Тут буфетчица, которая не помнит уже точно, как это краснеют в таких случаях, круто отвернувшись от любезника, обращается к новой посетительнице — особе в шляпке с поблекшими перьями, которая во избежание недоразумений с места в карьер объявляет, что платит «этот вон джентльмен», кивнув на своего спутника, и заказывает «стакан портвейна и кусок сахара».
Два старичка, что зашли «промочить горло», только что разделались с третьим шкаликом и уже пускают слезу, а так как расположившаяся рядом компания уютных толстушек тоже успела проглотить свою порцию сиропа с ромом, то они все вместе начинают дружно плакаться на жизнь, которая становится труднее с каждым днем; дело доходит до того, наконец, что одна из толстушек соглашается поставить всем по стаканчику, беспечно замечая при этом, что «слезами горю не поможешь, а хороших людей днем с огнем не сыщешь, вот я и говорю — пользуйся, пока не поздно, верно?». Справедливость этого изречения особенно поражает тех, кому не приходится платить.
Становится поздно, и постоянно сменяющаяся толпа мужчин, женщин и детей начинает редеть; остается несколько бездомных бродяг — озябшие, несчастные существа, больные и истощенные до последней степени. Ирландцы-рабочие, расположившиеся в дальнем углу и вот уже битый час занятые тем, что попеременно то жарко пожимают друг другу руки, то чуть ли не убивают друг друга, внезапно доходят до совершенной уже ярости в своих спорах; и когда один из них слишком уж энергично старается примирить стороны, остальные валят его на пол и начинают изо всех сил дубасить. Человек в меховой шапке и его подручный выбегают из-за стойки. Хаос полнейший: хлопает дверь, и часть ирландцев оказывается по ту сторону ее, на улице, остальные внутри; подручный хозяина лежит, избитый, среди бочонков; хозяин лупит всех почем зря, и все лупят хозяина почем зря; буфетчицы визжат; появляется полиция; все смешалось: руки, ноги, полицейские дубинки, обрывки одежды, крики, извивающиеся тела. Кое-кого отводят в участок, остальные плетутся к себе домой бить жен, чтобы не скулили, и награждать ребятишек пинками, чтоб не смели быть голодными.
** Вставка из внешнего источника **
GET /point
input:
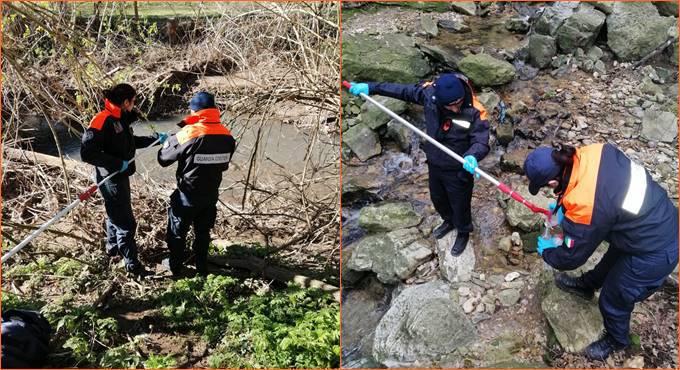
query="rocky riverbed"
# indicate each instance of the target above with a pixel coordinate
(566, 73)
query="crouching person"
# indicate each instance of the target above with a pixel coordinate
(202, 150)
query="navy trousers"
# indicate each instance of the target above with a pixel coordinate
(180, 218)
(120, 223)
(626, 279)
(451, 195)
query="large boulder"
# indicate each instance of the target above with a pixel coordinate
(505, 133)
(542, 49)
(666, 9)
(635, 29)
(424, 328)
(659, 126)
(401, 134)
(373, 117)
(518, 25)
(575, 321)
(580, 29)
(392, 58)
(388, 216)
(489, 100)
(606, 7)
(429, 25)
(393, 256)
(363, 141)
(485, 70)
(455, 269)
(673, 49)
(517, 214)
(552, 18)
(449, 55)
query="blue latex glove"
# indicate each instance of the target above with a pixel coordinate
(162, 136)
(358, 88)
(470, 165)
(544, 244)
(560, 212)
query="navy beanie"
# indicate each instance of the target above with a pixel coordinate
(540, 168)
(448, 88)
(202, 100)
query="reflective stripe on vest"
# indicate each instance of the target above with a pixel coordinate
(637, 188)
(203, 122)
(475, 102)
(110, 109)
(579, 198)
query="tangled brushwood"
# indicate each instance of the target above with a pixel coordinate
(272, 62)
(284, 56)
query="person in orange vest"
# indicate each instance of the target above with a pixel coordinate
(109, 144)
(202, 149)
(447, 100)
(605, 196)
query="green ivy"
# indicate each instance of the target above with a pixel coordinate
(291, 328)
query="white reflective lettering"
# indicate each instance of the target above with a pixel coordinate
(636, 189)
(212, 158)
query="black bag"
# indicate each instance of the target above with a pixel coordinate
(25, 339)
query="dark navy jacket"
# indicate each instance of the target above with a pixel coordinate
(473, 141)
(611, 198)
(203, 150)
(109, 140)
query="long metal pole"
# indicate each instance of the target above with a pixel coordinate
(82, 197)
(501, 186)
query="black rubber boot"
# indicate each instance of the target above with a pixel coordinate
(176, 272)
(603, 347)
(111, 251)
(441, 230)
(460, 244)
(574, 285)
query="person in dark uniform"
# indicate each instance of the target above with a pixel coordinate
(604, 196)
(202, 150)
(455, 118)
(109, 144)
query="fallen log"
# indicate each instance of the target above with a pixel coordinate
(261, 266)
(48, 160)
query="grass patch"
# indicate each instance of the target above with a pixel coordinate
(291, 328)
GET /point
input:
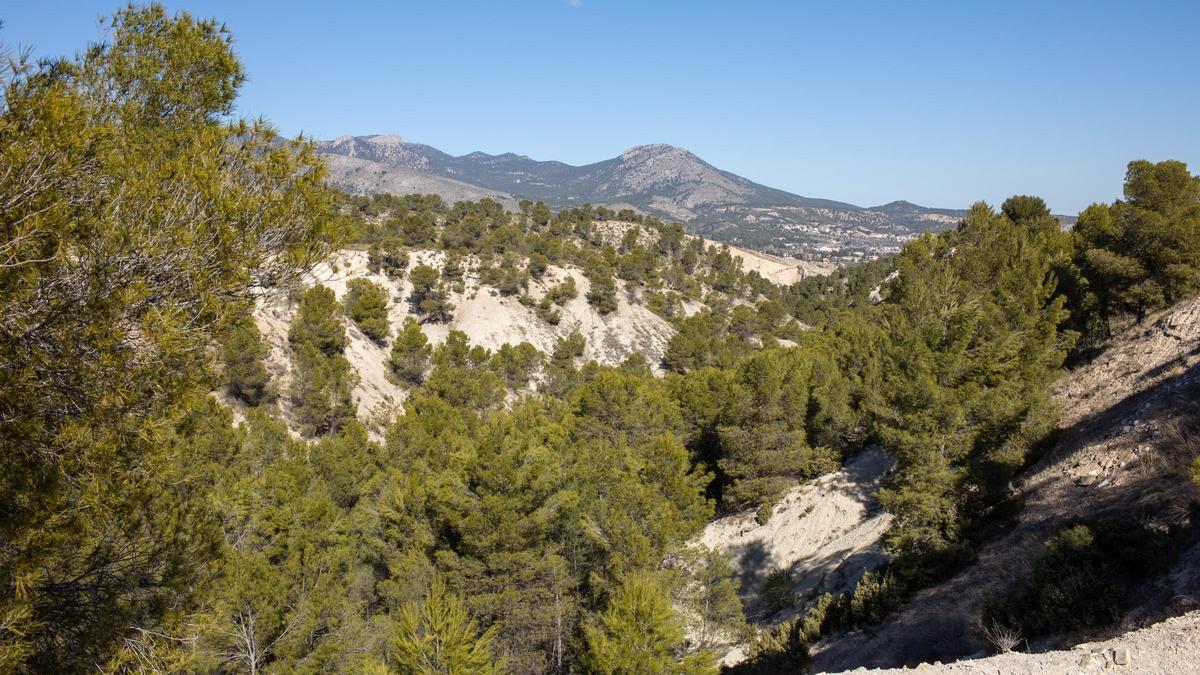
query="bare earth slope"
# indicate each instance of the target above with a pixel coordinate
(1170, 646)
(1115, 454)
(486, 317)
Мы позволили себе окинуть эту область лишь беглым взглядом, не только затем, что скованы размерами очерка, но также из боязни произвести слишком уж гнетущее и отталкивающее впечатление. Ибо и господа читатели, как бы доброжелательны они ни были, и любезные дамы, при всем своем милосердии, непременно отвернулись бы от картины, изображающей отупевших от пьянства мужчин и несчастных, опустившихся, раздавленных жизнью женщин, которые вместе и поставляют в основном армию завсегдатаев описанных нами притонов; упиваясь сознанием своей нравственной чистоты, дамы и господа забывают о том, какая бедность обступила этих несчастных, какие искушения подстерегают их на каждом шагу. Пьянство — бич Англии, но еще более страшный бич бедность с ее неизменным спутником — грязью. И пока мы не предоставим беднякам сносные жилища и не сможем убедить несчастного человека, который живет вечно впроголодь, не покупать временное забвение своих невзгод на жалкие гроши, которых хватило бы хоть на хлеб для его семьи, — до самых тех пор питейные дома будут множиться, становясь год от года все пышнее и великолепнее. Если бы наши общества трезвости предложили какое-нибудь противоядие от голода, зловония и грязи или учредили особые аптеки, в которых бы бесплатно отпускались пузырьки с каплями забвения, тогда, конечно, канули бы в Лету и эти храмы, воздвигнутые вину.
ГЛАВА XXIII
Лавка ростовщика
перевод Т.Литвиновой
Ни в одной, пожалуй, из многочисленных обителей горя и невзгод, которыми, к сожалению, так богаты улицы Лондона, не увидите вы более душераздирающих сцен, чем те, что можно наблюдать в лавке ростовщика. Эти заведения, в силу самой своей природы, мало известны кому-либо, кроме тех несчастных, которым вследствие ли собственного расточительства, или неудачно сложившихся обстоятельств — приходится искать тут временного облегчения своей участи. Предмет этот, на первый взгляд, кое-кому покажется не слишком привлекательным; и, однако же, мы дерзнем его коснуться и надеемся, что самого щепетильного читателя не покоробит от нашего рассказа.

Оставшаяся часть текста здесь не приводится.